Judging Ataturk

Religious Turks like to dismiss Ataturk because of his drinking habit. They get a strange pleasure out of claiming that he was a drunkard who governed the country from his dinner table where raki consumption was at a high. They also get secretly happy that even though they cannot go back and change Ataturk's deeds that make him a hero in this lifetime, they know for sure that the sinfulness of his drinking (and whatnot) will not allow him into heaven, where they surely are more than welcome (insallah).

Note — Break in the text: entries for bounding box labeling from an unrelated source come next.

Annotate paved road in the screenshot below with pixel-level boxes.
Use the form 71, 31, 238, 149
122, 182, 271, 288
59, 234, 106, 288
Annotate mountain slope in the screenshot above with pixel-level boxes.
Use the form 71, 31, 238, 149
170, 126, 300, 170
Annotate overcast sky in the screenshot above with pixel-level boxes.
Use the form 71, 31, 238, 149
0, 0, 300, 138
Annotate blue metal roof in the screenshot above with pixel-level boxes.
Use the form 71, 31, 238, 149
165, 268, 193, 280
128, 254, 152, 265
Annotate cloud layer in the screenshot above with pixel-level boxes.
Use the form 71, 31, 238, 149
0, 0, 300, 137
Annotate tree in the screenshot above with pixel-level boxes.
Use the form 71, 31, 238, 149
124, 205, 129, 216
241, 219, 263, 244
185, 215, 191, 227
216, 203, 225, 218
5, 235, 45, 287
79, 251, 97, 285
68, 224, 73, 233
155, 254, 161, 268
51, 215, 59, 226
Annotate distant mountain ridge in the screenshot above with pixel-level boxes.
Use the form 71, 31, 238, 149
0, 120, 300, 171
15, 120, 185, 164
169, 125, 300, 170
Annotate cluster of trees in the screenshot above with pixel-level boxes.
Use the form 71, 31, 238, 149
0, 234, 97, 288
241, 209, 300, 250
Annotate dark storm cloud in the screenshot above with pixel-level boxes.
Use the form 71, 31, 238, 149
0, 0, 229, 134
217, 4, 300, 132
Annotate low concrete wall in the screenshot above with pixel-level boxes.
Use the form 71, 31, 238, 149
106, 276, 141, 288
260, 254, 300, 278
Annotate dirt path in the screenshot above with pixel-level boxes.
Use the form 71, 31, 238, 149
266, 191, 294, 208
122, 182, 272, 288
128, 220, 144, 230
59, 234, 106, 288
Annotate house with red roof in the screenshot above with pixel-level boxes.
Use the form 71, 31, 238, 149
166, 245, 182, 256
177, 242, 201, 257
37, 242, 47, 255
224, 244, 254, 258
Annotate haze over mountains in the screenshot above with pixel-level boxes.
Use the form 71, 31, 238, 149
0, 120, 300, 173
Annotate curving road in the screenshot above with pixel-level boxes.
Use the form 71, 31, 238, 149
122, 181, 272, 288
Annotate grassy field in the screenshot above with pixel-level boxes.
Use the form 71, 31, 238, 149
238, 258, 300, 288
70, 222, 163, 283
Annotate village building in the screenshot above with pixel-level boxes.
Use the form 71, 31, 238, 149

Any judgement made on Ataturk and what happened in his time pitifully lacks basic consideration for circumstances. These people apparently know firsthand how hard war probably is, how piercing it must be to set out to kill people like you while you witness your fellow countrymen get killed all around you, how deep those injuries must go when you had to remain all nationalistic and heroic in the face of death but feared for your life like a little child. And apart from the sentiments of a plain soldier, how it must feel to have set out to fight for your nation's independence and had thousands of men and women enlist to fight by your side, sometimes on your behalf while you develop war strategies and keep your comrades', everyone's faith alive in this war for sovereignty. A sovereignty that had been neglected by Ottomans for centuries of mindless palace-building.
I'm wondering if Religious Turks Who Judge Ataturk had lived and fought in those times, how they would react to the circumstances, the pressure, how they would cope. I'm also wondering what kind of a life Ataturk would choose if he were to live in our time, where he would be relatively immune to chaos and challenge, compared to his lifetime.
In other words, you can't and shouldn't judge an act displayed in the kind of circumstances you haven't even come close to experiencing. It's just not fair.